Non-IgE-mediated drug-induced hypersensitivity reactions in pediatrics.

Abstract

PURPOSE OF REVIEW Despite their prevalence and potential severity, non-IgE-mediated drug-induced hypersensitivity reactions (DHRs) are under-researched and poorly defined, particularly in children. Presentations range from mild cutaneous reactions to severe systemic diseases, with pathophysiological mechanisms and reliable diagnostic markers not well established. The lack of validated tests often leads to permanent drug restrictions, reliance on second-line drugs, and increased costs. Focusing on recent advancements and areas needing further research, this review aims to enhance children's recognition, diagnosis, and management of non-IgE-mediated DHRs. RECENT FINDINGS Recent studies have enhanced the understanding of immediate and delayed non-IgE-mediated drug reactions.
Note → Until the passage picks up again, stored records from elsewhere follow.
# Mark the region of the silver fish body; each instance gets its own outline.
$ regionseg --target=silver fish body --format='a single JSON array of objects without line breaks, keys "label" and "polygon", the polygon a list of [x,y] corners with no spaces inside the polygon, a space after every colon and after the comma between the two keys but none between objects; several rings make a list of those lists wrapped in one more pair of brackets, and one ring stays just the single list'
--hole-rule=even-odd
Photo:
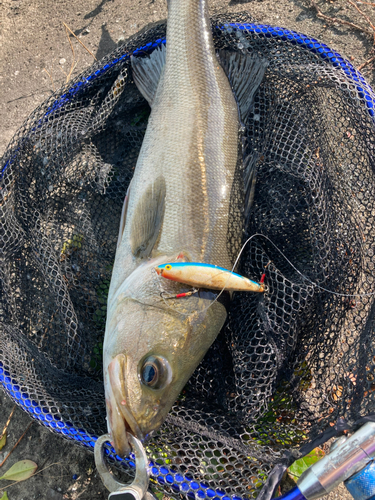
[{"label": "silver fish body", "polygon": [[153,255],[185,250],[196,262],[231,268],[227,235],[238,131],[238,107],[215,54],[206,0],[170,0],[166,62],[131,183],[110,293],[139,265],[134,224],[147,224],[142,197],[160,182],[165,212]]},{"label": "silver fish body", "polygon": [[[120,455],[129,451],[127,432],[144,439],[160,427],[226,319],[211,292],[163,300],[153,271],[181,253],[233,264],[238,107],[215,54],[206,0],[169,0],[165,65],[151,100],[124,205],[103,351],[108,428]],[[170,295],[186,291],[163,286]]]}]

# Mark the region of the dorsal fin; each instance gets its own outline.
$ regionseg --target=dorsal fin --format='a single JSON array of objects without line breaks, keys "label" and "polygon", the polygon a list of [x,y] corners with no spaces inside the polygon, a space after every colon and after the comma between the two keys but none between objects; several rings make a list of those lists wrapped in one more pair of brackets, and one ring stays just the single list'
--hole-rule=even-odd
[{"label": "dorsal fin", "polygon": [[151,255],[163,223],[165,195],[165,179],[160,176],[138,201],[130,232],[130,247],[135,257],[147,258]]},{"label": "dorsal fin", "polygon": [[149,57],[131,56],[134,83],[152,106],[161,73],[165,65],[166,48],[162,44]]},{"label": "dorsal fin", "polygon": [[229,50],[220,50],[219,58],[235,94],[240,119],[245,123],[254,94],[262,83],[268,61],[256,55]]}]

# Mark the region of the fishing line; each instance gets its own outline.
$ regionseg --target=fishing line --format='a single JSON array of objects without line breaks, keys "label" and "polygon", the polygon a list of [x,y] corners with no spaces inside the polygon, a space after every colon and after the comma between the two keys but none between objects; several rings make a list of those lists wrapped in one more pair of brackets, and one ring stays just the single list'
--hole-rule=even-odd
[{"label": "fishing line", "polygon": [[[333,290],[329,290],[328,288],[325,288],[321,285],[319,285],[318,283],[316,283],[315,281],[313,281],[311,278],[309,278],[308,276],[304,275],[299,269],[297,269],[297,267],[288,259],[288,257],[284,254],[284,252],[282,250],[280,250],[280,248],[270,239],[268,238],[268,236],[265,236],[264,234],[260,234],[260,233],[255,233],[253,235],[251,235],[246,241],[245,243],[242,245],[238,255],[237,255],[237,258],[233,264],[233,267],[231,269],[231,272],[234,272],[237,264],[238,264],[238,261],[243,253],[243,251],[245,250],[246,248],[246,245],[253,239],[253,238],[256,238],[256,237],[261,237],[261,238],[264,238],[266,239],[269,243],[271,243],[271,245],[280,253],[280,255],[286,260],[286,262],[301,276],[301,278],[303,278],[303,280],[307,281],[308,283],[310,283],[311,285],[313,285],[314,287],[318,288],[319,290],[322,290],[324,292],[328,292],[328,293],[331,293],[332,295],[336,295],[338,297],[345,297],[345,298],[350,298],[350,297],[370,297],[372,295],[375,295],[375,292],[369,292],[369,293],[340,293],[340,292],[335,292]],[[270,262],[268,262],[267,266],[265,266],[266,268],[268,267],[268,265],[270,264]],[[157,278],[158,278],[158,282],[159,284],[161,285],[161,277],[156,273],[155,271],[155,274],[157,275]],[[228,276],[227,278],[227,281],[226,281],[226,284],[228,283],[228,281],[230,280],[230,276]],[[216,297],[213,299],[213,301],[207,306],[205,307],[204,309],[202,309],[201,311],[199,311],[199,313],[204,313],[205,311],[207,311],[211,306],[213,306],[213,304],[220,298],[220,296],[223,294],[223,292],[225,291],[226,289],[226,284],[224,285],[224,287],[220,290],[220,292],[216,295]],[[162,286],[159,287],[161,292],[160,292],[160,297],[161,299],[164,301],[165,305],[167,308],[169,309],[172,309],[173,311],[176,311],[175,308],[173,307],[170,307],[168,304],[167,304],[167,301],[166,301],[166,298],[165,298],[165,294],[167,294],[168,292],[165,292],[165,290],[162,289]],[[265,290],[264,293],[267,292],[267,289]],[[189,292],[186,292],[186,294],[177,294],[177,295],[172,295],[170,297],[168,297],[168,299],[170,298],[179,298],[181,296],[190,296],[194,293],[193,290],[189,291]],[[187,313],[183,313],[183,312],[180,312],[178,311],[180,314],[184,315],[184,316],[190,316],[190,314],[187,314]]]},{"label": "fishing line", "polygon": [[[334,292],[333,290],[329,290],[328,288],[324,288],[323,286],[321,285],[318,285],[318,283],[316,283],[315,281],[313,281],[311,278],[309,278],[308,276],[305,276],[303,273],[301,273],[301,271],[299,271],[296,266],[288,259],[288,257],[284,254],[284,252],[282,250],[280,250],[280,248],[278,248],[278,246],[270,239],[268,238],[268,236],[265,236],[264,234],[260,234],[260,233],[256,233],[256,234],[253,234],[252,236],[250,236],[250,238],[248,240],[246,240],[246,242],[244,243],[244,246],[241,248],[241,251],[240,251],[240,254],[242,253],[244,247],[247,245],[247,243],[252,239],[254,238],[255,236],[261,236],[262,238],[265,238],[267,241],[269,241],[271,243],[271,245],[274,246],[274,248],[281,254],[281,256],[288,262],[288,264],[306,281],[308,281],[309,283],[311,283],[312,285],[314,285],[316,288],[318,288],[319,290],[323,290],[324,292],[328,292],[328,293],[331,293],[332,295],[337,295],[338,297],[370,297],[371,295],[375,295],[375,292],[369,292],[369,293],[340,293],[340,292]],[[238,257],[239,258],[239,257]],[[236,260],[236,263],[238,261],[238,258]],[[235,265],[236,265],[235,263]],[[268,264],[267,264],[268,265]]]}]

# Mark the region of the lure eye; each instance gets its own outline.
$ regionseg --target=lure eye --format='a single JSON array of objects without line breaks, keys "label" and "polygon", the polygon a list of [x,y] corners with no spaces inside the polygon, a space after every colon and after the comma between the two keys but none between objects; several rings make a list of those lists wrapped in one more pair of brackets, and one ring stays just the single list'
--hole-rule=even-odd
[{"label": "lure eye", "polygon": [[167,265],[165,266],[165,269],[166,269],[167,271],[170,271],[170,270],[172,269],[172,266],[171,266],[170,264],[167,264]]},{"label": "lure eye", "polygon": [[148,356],[141,364],[140,379],[142,384],[151,389],[161,389],[170,379],[168,361],[161,356]]}]

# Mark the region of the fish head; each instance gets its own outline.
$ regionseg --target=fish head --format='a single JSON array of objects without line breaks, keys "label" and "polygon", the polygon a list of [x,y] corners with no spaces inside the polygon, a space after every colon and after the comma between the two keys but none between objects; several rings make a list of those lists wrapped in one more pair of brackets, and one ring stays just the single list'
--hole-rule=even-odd
[{"label": "fish head", "polygon": [[129,432],[145,440],[159,429],[226,318],[211,292],[161,296],[160,286],[167,296],[186,291],[156,275],[157,263],[170,259],[139,266],[108,304],[104,384],[108,430],[120,456],[130,451]]}]

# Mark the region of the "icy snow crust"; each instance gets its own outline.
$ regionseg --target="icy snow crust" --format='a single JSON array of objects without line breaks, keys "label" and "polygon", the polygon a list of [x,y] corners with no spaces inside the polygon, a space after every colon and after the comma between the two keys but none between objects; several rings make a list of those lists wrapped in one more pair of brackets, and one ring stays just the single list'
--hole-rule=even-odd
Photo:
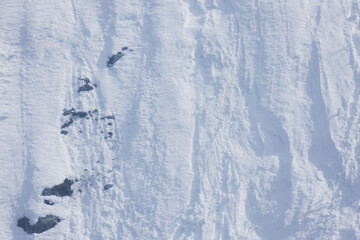
[{"label": "icy snow crust", "polygon": [[[0,239],[360,239],[359,13],[2,0]],[[71,108],[98,113],[60,134]],[[73,195],[44,204],[65,178]]]}]

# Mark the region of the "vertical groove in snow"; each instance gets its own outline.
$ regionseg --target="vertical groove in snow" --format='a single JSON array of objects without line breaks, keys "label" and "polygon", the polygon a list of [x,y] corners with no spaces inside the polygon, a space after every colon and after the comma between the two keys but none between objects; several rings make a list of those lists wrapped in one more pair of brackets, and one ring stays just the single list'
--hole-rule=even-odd
[{"label": "vertical groove in snow", "polygon": [[312,100],[310,115],[313,122],[311,147],[308,156],[309,161],[323,172],[325,178],[332,181],[329,182],[332,185],[341,172],[341,162],[329,132],[328,114],[326,113],[321,89],[318,48],[316,43],[313,43],[307,77],[307,93]]}]

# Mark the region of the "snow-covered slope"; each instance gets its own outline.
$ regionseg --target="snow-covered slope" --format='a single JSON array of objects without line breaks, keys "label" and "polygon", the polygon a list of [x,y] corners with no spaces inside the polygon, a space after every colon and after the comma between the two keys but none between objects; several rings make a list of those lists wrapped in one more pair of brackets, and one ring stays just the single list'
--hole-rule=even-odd
[{"label": "snow-covered slope", "polygon": [[3,0],[0,239],[360,239],[359,4]]}]

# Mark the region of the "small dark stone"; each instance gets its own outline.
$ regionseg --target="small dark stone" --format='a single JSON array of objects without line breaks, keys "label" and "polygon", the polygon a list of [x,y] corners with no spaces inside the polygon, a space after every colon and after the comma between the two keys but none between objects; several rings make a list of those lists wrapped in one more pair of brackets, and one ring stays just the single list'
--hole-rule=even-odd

Key findings include the Mas-related G protein-coupled receptor X2 in mast cells and the identification of HLA alleles linked to severe cutaneous adverse reactions, such as Stevens-Johnson syndrome and toxic epidermal necrolysis. Improved diagnostic techniques, including skin testing, show promise in identifying immediate and delayed non-IgE DHRs. Additionally, research highlights the impact of cofactors, drug metabolites, and co-infections on these DHRs and explores potential biomarkers for predicting reaction severity. SUMMARY Non-IgE-mediated DHRs are a significant cause of morbidity and treatment changes in pediatric patients. Recent research underscores their clinical presentations and mechanisms, paving the way for more precise diagnostic and therapeutic strategies to improve patient outcomes.